Legge di Bilancio 2021: Divieto di licenziamento fino al 31 marzo 2021



La legge di Bilancio 2021 in vigore dal 1° gennaio 2021, ha, tra le altre cose, previsto la proroga, fino al 31 marzo 2021, del blocco dei licenziamenti
La norma prevede il divieto di:
1. avviare le procedure di licenziamento collettivo, previste dagli articoli 4, 5 e 24, della Legge n. 223/1991,
2. concludere eventuali procedure di licenziamento collettivo avviate dopo il 23 febbraio 2020,
Eccezione: allorquando i dipendenti interessati al recesso risultino impiegati in un appalto che ha subìto un cambio di appaltatore, il quale, in forza di una norma di legge (ad esempio, secondo quanto previsto dall’articolo 50, del Decreto Legislativo n. 50/2016, “codice contratti pubblici”), di contratto collettivo nazionale di lavoro (un esempio è presente nell’articolo 4 del CCNL Multiservizi) o di clausola prevista all’interno dello stesso contratto di appalto, è obbligato a riassumere il personale in forza al momento del subentro.

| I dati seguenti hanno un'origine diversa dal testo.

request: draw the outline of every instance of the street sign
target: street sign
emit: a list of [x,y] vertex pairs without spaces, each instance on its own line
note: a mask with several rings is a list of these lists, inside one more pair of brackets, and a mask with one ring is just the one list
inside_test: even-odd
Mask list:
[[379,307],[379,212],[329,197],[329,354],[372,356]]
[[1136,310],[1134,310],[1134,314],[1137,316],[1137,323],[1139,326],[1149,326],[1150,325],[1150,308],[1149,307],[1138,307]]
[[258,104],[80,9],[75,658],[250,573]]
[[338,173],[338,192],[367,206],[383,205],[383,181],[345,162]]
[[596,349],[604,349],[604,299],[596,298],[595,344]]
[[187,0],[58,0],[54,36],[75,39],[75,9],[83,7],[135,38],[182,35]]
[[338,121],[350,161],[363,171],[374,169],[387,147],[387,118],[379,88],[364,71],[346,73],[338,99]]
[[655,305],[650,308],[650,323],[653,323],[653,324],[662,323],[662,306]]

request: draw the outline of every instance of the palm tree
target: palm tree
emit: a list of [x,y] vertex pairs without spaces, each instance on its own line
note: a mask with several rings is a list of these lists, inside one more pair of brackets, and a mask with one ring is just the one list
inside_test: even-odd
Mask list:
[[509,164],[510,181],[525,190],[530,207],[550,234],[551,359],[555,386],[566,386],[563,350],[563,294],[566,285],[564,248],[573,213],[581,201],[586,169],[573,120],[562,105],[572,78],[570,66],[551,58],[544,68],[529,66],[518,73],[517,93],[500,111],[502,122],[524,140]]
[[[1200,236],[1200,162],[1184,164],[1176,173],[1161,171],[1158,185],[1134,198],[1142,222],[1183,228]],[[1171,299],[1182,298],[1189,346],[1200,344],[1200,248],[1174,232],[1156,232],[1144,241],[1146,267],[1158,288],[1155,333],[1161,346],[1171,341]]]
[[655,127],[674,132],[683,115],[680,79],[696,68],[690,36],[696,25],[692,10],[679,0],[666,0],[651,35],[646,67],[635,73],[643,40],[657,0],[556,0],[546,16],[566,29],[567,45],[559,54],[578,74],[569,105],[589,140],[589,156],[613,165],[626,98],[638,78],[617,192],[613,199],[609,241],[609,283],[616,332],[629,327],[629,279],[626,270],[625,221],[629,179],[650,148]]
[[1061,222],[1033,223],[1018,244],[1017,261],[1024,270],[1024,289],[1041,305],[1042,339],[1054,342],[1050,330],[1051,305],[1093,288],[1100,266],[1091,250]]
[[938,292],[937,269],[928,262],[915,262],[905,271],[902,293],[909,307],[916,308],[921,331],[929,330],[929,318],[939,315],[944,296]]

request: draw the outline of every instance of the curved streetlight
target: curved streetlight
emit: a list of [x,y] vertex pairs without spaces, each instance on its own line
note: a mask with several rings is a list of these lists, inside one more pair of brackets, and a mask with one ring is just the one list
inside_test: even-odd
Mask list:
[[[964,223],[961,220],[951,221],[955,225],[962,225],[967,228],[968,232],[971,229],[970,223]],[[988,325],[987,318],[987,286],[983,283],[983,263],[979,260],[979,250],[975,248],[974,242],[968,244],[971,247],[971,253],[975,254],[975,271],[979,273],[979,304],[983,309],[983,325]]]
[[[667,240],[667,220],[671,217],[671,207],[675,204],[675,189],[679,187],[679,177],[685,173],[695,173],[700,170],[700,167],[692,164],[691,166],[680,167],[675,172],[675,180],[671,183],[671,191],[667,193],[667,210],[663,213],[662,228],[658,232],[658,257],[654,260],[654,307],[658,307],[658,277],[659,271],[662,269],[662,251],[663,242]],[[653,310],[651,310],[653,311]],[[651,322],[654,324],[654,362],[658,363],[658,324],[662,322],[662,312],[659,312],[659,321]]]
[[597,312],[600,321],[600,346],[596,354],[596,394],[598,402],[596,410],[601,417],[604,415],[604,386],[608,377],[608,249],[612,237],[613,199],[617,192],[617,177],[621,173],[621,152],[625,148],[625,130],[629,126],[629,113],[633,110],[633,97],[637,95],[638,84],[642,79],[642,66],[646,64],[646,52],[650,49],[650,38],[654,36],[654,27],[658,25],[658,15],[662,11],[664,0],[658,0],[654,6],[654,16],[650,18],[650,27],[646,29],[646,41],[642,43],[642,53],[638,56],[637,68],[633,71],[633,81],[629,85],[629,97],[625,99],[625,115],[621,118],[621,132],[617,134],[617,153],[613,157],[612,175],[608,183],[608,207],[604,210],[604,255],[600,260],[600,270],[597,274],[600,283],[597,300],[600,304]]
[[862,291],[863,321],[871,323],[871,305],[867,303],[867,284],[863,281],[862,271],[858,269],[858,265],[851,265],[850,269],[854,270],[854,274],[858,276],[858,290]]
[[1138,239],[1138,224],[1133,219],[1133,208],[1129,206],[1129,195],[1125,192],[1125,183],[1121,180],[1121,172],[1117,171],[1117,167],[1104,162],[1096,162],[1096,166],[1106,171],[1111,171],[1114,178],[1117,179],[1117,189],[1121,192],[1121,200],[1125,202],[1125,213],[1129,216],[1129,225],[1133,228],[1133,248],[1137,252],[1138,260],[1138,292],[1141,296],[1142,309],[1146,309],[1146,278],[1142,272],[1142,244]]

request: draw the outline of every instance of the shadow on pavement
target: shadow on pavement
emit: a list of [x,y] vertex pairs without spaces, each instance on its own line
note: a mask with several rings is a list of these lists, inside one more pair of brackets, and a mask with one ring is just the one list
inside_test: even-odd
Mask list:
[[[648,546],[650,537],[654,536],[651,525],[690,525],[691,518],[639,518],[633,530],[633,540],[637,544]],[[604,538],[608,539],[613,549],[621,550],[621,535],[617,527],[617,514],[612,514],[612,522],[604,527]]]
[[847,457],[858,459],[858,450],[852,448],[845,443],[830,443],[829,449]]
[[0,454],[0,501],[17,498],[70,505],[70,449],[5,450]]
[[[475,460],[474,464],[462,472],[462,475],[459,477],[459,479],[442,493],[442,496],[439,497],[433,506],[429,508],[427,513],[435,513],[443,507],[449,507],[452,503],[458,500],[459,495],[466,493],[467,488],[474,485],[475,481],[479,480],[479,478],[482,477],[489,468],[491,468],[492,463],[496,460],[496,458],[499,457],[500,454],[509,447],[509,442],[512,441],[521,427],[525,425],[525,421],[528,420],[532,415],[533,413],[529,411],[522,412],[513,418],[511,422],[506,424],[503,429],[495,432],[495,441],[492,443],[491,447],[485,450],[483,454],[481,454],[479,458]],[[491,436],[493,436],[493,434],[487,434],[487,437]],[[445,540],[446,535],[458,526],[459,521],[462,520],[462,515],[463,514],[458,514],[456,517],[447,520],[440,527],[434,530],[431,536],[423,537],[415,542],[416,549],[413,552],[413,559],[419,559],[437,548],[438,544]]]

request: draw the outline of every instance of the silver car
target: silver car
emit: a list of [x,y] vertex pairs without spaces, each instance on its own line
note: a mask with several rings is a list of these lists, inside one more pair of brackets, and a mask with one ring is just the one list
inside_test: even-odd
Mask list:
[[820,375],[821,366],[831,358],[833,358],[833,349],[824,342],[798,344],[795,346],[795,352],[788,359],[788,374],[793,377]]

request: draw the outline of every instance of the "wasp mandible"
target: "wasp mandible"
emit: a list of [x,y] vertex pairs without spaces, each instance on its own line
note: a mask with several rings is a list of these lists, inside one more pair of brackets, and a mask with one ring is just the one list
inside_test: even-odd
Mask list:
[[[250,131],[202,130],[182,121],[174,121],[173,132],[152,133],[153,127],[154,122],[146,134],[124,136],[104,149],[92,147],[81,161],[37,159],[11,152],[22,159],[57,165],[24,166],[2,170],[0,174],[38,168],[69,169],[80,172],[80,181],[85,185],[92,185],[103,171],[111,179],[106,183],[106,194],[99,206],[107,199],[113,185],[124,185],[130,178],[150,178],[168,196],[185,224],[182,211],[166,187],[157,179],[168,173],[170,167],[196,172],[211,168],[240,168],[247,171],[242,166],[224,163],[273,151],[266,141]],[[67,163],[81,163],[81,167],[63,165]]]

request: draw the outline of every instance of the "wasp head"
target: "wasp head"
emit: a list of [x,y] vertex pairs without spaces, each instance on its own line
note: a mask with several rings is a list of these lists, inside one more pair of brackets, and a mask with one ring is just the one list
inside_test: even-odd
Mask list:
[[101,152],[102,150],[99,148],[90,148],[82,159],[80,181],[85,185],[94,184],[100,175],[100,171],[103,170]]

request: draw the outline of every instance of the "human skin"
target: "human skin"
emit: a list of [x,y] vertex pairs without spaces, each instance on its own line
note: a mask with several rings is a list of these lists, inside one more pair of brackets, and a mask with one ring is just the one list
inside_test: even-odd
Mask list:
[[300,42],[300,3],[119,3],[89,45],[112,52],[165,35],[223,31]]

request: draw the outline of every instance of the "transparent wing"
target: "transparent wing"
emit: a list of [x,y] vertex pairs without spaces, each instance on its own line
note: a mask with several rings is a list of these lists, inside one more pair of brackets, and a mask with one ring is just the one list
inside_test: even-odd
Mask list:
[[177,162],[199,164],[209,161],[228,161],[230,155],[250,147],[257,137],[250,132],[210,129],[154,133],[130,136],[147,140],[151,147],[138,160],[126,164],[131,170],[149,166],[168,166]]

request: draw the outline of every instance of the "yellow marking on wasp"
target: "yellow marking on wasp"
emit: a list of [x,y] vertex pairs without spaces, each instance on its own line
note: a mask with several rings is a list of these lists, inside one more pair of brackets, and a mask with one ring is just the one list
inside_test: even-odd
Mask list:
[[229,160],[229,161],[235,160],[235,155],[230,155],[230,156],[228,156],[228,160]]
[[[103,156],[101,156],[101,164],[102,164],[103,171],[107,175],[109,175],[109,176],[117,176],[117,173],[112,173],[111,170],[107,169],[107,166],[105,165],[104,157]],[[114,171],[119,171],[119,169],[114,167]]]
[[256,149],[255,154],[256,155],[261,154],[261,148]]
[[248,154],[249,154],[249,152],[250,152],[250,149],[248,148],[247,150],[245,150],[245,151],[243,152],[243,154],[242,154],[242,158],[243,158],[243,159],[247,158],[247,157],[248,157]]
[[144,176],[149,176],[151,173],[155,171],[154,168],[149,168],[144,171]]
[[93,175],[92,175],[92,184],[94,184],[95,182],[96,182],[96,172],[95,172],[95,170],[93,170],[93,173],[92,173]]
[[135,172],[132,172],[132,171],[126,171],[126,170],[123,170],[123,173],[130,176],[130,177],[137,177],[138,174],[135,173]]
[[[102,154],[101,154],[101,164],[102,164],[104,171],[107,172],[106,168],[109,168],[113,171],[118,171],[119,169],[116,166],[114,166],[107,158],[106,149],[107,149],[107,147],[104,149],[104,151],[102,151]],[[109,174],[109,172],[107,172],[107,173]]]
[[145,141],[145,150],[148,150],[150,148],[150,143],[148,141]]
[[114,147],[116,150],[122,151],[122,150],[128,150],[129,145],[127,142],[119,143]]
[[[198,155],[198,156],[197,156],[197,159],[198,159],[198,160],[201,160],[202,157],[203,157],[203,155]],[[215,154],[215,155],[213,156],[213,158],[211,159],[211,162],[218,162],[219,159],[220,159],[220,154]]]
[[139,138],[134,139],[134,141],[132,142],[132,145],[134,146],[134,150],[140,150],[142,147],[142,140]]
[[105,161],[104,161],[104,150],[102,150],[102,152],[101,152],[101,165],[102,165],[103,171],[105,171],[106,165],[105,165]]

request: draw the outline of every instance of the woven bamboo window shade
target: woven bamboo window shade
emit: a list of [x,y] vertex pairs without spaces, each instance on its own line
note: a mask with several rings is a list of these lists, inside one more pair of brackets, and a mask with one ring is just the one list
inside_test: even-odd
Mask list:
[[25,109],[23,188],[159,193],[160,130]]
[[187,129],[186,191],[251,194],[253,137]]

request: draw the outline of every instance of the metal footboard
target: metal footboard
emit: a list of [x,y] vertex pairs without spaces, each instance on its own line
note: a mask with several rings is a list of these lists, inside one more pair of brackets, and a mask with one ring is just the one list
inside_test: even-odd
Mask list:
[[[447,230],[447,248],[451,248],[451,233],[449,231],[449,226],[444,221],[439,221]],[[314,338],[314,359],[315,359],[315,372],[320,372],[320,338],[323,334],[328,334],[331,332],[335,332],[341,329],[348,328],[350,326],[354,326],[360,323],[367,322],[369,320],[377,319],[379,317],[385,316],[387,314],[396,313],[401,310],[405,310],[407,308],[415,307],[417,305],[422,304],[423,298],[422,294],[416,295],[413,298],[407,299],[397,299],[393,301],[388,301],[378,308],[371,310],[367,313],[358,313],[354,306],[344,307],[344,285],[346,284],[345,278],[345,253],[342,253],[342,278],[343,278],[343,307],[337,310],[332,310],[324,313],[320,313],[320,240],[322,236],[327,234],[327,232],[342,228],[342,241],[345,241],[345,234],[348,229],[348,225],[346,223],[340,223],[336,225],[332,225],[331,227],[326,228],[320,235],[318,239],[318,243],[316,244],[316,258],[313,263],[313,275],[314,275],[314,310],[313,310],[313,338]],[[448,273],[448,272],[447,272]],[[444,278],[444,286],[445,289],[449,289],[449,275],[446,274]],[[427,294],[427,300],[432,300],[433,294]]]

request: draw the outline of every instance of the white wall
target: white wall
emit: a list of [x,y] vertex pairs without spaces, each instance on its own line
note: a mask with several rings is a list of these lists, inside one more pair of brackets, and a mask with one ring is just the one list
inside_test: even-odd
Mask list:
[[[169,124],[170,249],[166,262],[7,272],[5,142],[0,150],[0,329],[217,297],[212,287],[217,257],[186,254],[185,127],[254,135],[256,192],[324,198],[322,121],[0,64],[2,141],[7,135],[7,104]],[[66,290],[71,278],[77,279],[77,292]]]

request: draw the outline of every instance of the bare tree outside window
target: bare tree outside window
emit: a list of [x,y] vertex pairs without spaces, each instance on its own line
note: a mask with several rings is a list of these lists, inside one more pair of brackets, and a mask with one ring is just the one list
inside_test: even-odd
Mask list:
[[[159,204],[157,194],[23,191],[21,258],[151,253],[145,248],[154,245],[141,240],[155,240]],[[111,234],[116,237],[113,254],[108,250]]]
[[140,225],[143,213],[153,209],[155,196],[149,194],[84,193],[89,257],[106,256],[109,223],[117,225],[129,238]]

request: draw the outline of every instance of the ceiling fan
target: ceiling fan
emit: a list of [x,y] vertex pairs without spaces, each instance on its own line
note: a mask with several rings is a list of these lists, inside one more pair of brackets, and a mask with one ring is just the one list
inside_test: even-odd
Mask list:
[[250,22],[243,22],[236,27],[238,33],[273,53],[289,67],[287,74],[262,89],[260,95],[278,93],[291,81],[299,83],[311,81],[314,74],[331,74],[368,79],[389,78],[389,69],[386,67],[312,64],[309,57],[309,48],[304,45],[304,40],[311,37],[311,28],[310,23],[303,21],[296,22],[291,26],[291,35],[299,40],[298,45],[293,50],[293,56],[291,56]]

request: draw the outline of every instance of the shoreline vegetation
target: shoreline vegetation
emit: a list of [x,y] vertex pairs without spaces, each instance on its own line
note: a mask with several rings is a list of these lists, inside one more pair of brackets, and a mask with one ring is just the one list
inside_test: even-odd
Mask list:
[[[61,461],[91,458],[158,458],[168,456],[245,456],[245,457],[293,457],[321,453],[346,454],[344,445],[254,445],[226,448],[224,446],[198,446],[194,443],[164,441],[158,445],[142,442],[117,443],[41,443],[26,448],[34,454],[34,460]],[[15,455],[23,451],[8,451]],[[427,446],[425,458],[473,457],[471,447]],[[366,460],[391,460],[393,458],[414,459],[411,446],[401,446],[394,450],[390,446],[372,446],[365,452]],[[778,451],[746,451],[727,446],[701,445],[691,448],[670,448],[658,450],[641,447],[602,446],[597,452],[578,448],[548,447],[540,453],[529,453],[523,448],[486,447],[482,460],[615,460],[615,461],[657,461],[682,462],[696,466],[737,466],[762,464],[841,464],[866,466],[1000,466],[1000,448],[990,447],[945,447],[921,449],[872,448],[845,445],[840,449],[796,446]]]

3. procedere a licenziamenti individuali o plurimi per giustificato motivo oggettivo,
4. avviare procedure di conciliazione obbligatoria, previste dall’articolo 7 della Legge n. 604/1966. Si tratta di quei tentativi di conciliazione obbligatoria presso la Commissione di Conciliazione dell’Ispettorato territoriale del lavoro, previsti unicamente per i lavoratori a tutele reali (lavoratori assunti a tempo indeterminato prima del 7 marzo 2015 in aziende con organico superiore alle quindici unità) per i quali l’azienda voglia procedere ad un licenziamento per giustificato motivo oggettivo.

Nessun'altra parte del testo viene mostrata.